A member of the U.S.-backed Syrian Manbij Military Council, left, speaks with a U.S. soldier in north Syria, on April 4. (Hussein Malla/AP)

Years of U.S.-led battles to root the Islamic State from its Syrian strongholds have sent tens of thousands of civilians pouring into camps across the country’s northeast, exhausted, fearful and with nowhere else to turn.

President Trump’s announcement Wednesday that American troops will pull out of the country “quickly” now risks imperiling the efforts by aid workers to pick up the pieces.

Humanitarian agencies in Syria have moved rapidly to deal with what could be ahead.

Relief teams were temporarily relocated Thursday to towns farther east and away from the possible front lines if Islamic State fighters attempt to reclaim territory or Turkish forces stream over the border to challenge U.S.-allied Kurdish militias.

“This is crazy,” wrote one aid worker in a text message.

“We had no idea,” wrote another in messages shared on the condition of anonymity because the workers were not authorized to speak directly to the news media.

As temperatures drop and winter storms swirl, a network of international and local aid groups is supporting the more than 35,000 civilians in sprawling displacement camps in Syria’s northeast — a region bordered by Turkey and Iraq.

The area offered the only haven as U.S. forces — aided by airstrikes and Syrian Kurdish and Arab fighters on the ground — gradually pushed back the Islamic State from strongholds including its de facto capital of Raqqa, about 250 miles northeast of Damascus.

Many civilians fled after their homes were destroyed. 

In a region that is still trying to recover, the agencies are feeding people, providing economic assistance and propping up a shattered health and education system. Wednesday’s shock announcement that some 2,000 U.S. troops could soon leave northern Syria raises the prospect that fresh violence and instability could force the aid operation to retrench.
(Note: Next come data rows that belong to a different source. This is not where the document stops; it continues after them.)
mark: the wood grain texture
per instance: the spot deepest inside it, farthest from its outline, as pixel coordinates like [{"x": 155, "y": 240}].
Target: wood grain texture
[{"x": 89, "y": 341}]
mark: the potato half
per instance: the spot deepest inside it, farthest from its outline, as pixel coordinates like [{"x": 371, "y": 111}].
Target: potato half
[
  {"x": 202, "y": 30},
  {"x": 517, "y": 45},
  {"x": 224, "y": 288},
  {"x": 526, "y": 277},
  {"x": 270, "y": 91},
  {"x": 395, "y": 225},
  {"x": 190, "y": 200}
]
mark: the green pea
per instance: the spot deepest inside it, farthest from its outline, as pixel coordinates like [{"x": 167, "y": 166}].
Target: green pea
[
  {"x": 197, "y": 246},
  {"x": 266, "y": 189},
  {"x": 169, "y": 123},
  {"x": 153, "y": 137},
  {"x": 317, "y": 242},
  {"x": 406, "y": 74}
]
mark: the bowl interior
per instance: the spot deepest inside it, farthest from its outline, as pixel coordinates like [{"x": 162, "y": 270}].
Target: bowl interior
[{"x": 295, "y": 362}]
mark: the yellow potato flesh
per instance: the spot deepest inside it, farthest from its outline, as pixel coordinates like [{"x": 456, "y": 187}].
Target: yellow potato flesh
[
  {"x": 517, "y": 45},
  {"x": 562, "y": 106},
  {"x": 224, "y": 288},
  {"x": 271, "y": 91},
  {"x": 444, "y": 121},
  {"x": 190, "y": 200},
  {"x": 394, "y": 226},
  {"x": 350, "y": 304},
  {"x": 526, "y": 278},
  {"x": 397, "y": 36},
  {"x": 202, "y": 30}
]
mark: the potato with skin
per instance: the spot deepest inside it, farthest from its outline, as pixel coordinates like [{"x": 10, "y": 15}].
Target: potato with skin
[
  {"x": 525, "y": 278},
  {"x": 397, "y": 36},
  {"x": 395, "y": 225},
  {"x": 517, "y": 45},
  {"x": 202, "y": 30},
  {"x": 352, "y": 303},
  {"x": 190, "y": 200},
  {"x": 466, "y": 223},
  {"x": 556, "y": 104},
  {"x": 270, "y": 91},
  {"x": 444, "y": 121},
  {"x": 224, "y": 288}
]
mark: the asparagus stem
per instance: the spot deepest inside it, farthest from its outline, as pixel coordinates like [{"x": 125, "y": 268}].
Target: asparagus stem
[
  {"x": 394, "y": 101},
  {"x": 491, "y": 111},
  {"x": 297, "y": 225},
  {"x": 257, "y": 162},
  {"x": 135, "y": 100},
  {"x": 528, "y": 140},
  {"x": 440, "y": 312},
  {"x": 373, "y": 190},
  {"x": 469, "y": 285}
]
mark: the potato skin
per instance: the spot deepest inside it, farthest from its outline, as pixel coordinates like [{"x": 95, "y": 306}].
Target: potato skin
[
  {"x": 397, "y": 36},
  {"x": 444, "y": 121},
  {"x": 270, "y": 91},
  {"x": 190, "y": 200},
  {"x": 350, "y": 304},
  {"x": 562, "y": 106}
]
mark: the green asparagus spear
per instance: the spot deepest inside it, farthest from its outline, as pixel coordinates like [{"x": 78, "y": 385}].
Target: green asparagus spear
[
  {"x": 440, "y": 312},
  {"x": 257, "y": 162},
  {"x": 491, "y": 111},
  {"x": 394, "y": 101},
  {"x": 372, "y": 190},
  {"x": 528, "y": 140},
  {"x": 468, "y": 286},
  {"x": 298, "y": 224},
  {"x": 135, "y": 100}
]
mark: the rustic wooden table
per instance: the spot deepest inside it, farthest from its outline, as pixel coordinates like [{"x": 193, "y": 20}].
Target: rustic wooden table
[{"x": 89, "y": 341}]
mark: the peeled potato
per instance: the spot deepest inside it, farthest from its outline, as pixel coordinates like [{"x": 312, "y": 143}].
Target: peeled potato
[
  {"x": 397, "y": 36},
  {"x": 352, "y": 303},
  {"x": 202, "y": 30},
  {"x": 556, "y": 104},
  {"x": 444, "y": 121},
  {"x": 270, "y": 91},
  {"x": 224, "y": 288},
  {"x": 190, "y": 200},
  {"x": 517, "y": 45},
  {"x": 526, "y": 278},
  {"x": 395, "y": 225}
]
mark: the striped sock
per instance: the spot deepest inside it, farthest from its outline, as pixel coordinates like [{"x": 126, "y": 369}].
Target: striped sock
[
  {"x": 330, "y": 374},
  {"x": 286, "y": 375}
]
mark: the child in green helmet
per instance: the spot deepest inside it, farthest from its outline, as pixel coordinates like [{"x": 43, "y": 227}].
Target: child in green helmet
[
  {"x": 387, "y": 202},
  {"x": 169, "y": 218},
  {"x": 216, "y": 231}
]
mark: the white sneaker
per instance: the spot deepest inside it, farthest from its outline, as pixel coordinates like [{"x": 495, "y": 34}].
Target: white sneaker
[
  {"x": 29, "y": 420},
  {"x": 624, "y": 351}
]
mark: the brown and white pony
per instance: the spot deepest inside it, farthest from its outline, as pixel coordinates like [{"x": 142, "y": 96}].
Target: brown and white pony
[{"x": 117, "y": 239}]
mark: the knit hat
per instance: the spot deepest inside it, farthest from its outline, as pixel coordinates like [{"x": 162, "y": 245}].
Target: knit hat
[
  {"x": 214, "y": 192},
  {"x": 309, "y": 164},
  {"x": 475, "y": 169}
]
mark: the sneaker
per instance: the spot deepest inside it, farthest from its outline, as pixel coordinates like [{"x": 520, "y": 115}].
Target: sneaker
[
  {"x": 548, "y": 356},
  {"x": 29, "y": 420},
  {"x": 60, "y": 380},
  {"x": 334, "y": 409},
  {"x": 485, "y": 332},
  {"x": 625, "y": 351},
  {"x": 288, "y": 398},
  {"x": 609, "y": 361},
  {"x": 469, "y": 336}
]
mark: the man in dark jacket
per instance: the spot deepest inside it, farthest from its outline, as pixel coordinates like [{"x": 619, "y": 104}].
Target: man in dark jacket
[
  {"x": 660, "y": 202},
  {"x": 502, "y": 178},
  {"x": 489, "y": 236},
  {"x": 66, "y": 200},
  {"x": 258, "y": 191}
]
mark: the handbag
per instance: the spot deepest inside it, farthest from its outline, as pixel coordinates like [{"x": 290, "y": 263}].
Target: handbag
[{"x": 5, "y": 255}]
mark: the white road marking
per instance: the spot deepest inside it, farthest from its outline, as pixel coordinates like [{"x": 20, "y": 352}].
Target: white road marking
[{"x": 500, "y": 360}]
“The most immediate concern is the safety and well-being of our staff,” said one humanitarian worker, speaking on the condition of anonymity, like most interviewed for this article, because of the sensitivity of the situation. 

“We don’t want to be suspending any operations if we don’t have to.”

Trump’s announcement that U.S. forces will soon leave came days after Turkish President Recep Tayyip Erdogan threatened to send troops across the border to attack Kurdish fighters there. Washington’s decision to make the Kurdish fighters a key partner in the fight against the Islamic State has rattled Turkey, which has battled Kurdish separatists at home for decades.

Although U.S. officials had previously described any military operation against the Syrian fighters as “unacceptable,” Wednesday’s announcement could embolden Turkey to follow through with military operations.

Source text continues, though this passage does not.